2.3.9 Dirty

Big data sources can be loaded with junk and spam.

Some researchers believe that big data sources, especially online sources, are pristine because they are collected automatically. In fact, people who have worked with big data sources know that they are frequently dirty. That is, they frequently include data that do not reflect real actions of interest to researchers. Most social scientists are already familiar with the process of cleaning large-scale social survey data, but cleaning big data sources seems to be more difficult. I think the ultimate source of this difficulty is that many of these big data sources were never intended to be used for research, and so they are not collected, stored, and documented in a way that facilitates data cleaning.

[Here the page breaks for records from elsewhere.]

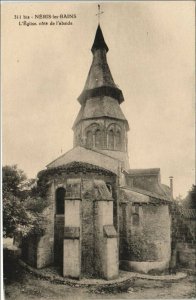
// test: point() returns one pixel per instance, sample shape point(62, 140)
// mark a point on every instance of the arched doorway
point(59, 227)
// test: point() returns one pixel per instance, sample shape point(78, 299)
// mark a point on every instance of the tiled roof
point(83, 155)
point(143, 172)
point(187, 213)
point(75, 166)
point(152, 196)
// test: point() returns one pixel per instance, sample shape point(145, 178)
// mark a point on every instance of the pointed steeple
point(99, 81)
point(99, 42)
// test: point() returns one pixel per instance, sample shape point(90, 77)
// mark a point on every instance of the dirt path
point(26, 286)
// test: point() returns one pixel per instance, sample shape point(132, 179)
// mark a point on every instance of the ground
point(20, 284)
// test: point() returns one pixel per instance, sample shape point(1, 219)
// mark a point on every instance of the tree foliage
point(22, 207)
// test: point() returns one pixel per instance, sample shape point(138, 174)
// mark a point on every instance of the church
point(102, 216)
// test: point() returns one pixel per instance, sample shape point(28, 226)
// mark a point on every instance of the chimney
point(171, 184)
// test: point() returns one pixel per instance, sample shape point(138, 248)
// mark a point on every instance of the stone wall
point(49, 247)
point(144, 235)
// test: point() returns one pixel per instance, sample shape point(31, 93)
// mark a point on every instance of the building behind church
point(102, 215)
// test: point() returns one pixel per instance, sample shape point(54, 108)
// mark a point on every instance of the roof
point(187, 213)
point(143, 172)
point(98, 107)
point(75, 166)
point(153, 196)
point(99, 80)
point(127, 195)
point(83, 155)
point(99, 42)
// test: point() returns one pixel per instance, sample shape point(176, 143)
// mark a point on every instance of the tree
point(17, 216)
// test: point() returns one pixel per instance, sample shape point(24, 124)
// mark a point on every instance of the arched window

The dangers of dirty digital trace data are illustrated by Back and colleagues’ (2010) study of the emotional response to the attacks of September 11, 2001, which I briefly mentioned earlier in the chapter. Researchers typically study the response to tragic events using retrospective data collected over months or even years. But, Back and colleagues found an always-on source of digital traces—the timestamped, automatically recorded messages from 85,000 American pagers—and this enabled them to study emotional response on a much finer timescale. They created a minute-by-minute emotional timeline of September 11 by coding the emotional content of the pager messages by the percentage of words related to (1) sadness (e.g., “crying” and “grief”), (2) anxiety (e.g., “worried” and “fearful”), and (3) anger (e.g., “hate” and “critical”). They found that sadness and anxiety fluctuated throughout the day without a strong pattern, but that there was a striking increase in anger throughout the day. This research seems to be a wonderful illustration of the power of always-on data sources: if traditional data sources had been used, it would have been impossible to obtain such a high-resolution timeline of the immediate response to an unexpected event.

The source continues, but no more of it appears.